Lange war der Irrglaube verbreitet, dass in der Schwangerschaft ein Schluck Sekt oder ein Glas Wein ab und an dem Ungeborenen nichts ausmacht. Dabei dringt jeder Tropfen des Zellgifts durch die Plazenta zum Kind und kann seine Organe beeinträchtigen, besonders das Gehirn. Nach Schätzungen kommen pro Jahr etwa 10.000 Babys mit einer unheilbaren
Fetalen Alkoholspektrum-Störung (FASD) zur Welt. Der Tag des alkoholgeschädigten Kindes am 9. September soll auf ihr Schicksal aufmerksam machen.

Einige Mütter sind alkohol- oder drogenabhängig, andere wissen nicht, dass sie schwanger sind, und machen noch monatelang am Wochenende Party. Zwischen der dritten und zwölften Schwangerschaftswoche werden die Organe des Babys im Mutterleib angelegt und können durch Alkohol bleibend geschädigt werden. «Das Gehirn ist während der gesamten neun Monate empfindlich», sagt Andrea Benjamins, die im Sozialpädiatrischen Zentrum Hannover kleine Patienten betreut, die im Bauch ihrer Mütter einen Vollrausch erleben mussten. Schwangere sollten komplett auf Alkohol, Drogen und bestimmte Medikamente verzichten, betont die Kinderärztin.

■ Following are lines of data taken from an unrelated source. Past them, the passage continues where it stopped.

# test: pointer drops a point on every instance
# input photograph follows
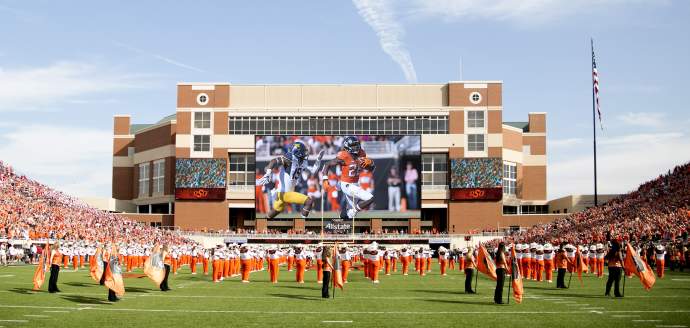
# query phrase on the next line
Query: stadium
(455, 121)
(130, 198)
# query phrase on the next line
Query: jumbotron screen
(345, 176)
(200, 178)
(476, 178)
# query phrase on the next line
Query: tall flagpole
(594, 126)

Einige Kinder mit FASD leben in Pflegefamilien oder Heimen. «Sie sind schnell überfordert, aggressiv und vergessen viel», sagt Psychologe Klaus ter Horst vom Eylarduswerk in der Grafschaft Bentheim. Die Kinder- und Jugendhilfeeinrichtung betreut derzeit rund 40 Mädchen und Jungen mit der Störung, die zu verhindern gewesen wäre, wenn die Mütter auf Alkohol während der Schwangerschaft verzichtet hätten.

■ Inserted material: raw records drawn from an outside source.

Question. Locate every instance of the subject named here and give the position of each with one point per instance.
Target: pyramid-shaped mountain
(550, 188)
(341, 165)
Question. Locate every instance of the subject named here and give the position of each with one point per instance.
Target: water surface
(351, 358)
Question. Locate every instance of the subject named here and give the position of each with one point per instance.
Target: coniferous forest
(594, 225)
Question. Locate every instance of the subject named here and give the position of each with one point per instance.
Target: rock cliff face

Ihnen sieht man die Gehirnschädigung nicht an. Mit entsprechend wenig Verständnis reagieren Eltern, Lehrer oder Gleichaltrige, solange FASD noch nicht diagnostiziert ist. «Meinem Adoptivsohn habe ich viel Unrecht angetan, weil ich mir nicht vorstellen konnte, dass er mit seiner hohen Intelligenz einfachste Dinge wie Aufräumen nicht hinbekam», sagt Gisela Michalowski. Als bei ihm im Alter von 19 Jahren FASD festgestellt wurde, entschuldigte sich die Mutter. Das war vor 14 Jahren. Die Sozialpädagogin aus Lingen hat außer dem Adoptivsohn vier erwachsene leibliche Kinder und fünf Pflegekinder, davon drei mit FASD.

Die fatale Wirkung von Alkohol in der Schwangerschaft müsste schon im Sexualunterricht in der Grundschule thematisiert werden, wünscht sich Michalowski, die Vorsitzende des
Selbsthilfevereins FASD Deutschlandist. Zudem fordert sie Warnhinweise und Informationstexte auf Flaschen mit Alkoholika. Zwar gibt es bei einigen Herstellern ein kleines Piktogramm, auf dem eine trinkende Schwangere durchgestrichen ist. Das Symbol ohne erklärenden Text sei aber nicht für jeden sofort verständlich, kritisiert die Vereinsvorsitzende.

Die Drogenbeauftragte der Bundesregierung, Marlene Mortler, hatte FASD 2015 zum Jahresschwerpunkt gemacht, seitdem gab es eine Vielzahl von Kampagnen und Kongressen. Das Wissen über die Risiken durch Alkohol während der Schwangerschaft sei gestiegen, sagt Mortler. Sie werde sich auch in Zukunft für Prävention, Information und die betroffenen Familien stark machen.

Einer Forsa-Studie vom November 2017 zufolge sind 89 Prozent der Befragten der Ansicht, dass Alkohol während der Schwangerschaft generell problematisch ist. 70 Prozent wissen, dass der Konsum schlimmstenfalls zu lebenslangen schweren Behinderungen beim Kind führen kann. Aber immer noch 8 Prozent glauben, dass ab und zu ein Glas Bier, Wein oder Sekt nicht schade.

Nach Angaben der Drogenbeauftragten ist Deutschland mit einer 2016 entwickelten Leitlinie zur Diagnostik der alkoholbedingten Störung international Vorreiter. Allerdings gebe es bei der Betreuung der Betroffenen beim Übergang ins Erwachsenenalter noch große Defizite, beklagt Experte ter Horst. Die jungen Erwachsenen überschätzten sich oft. «Sie sind hochgradig gefährdet, dass sie ihr Leben nicht in den Griff bekommen.» Viele rutschten in die Sucht und Obdachlosigkeit ab oder landeten im Gefängnis. Nach jüngsten Studien leiden sie zudem häufig unter psychischen Störungen.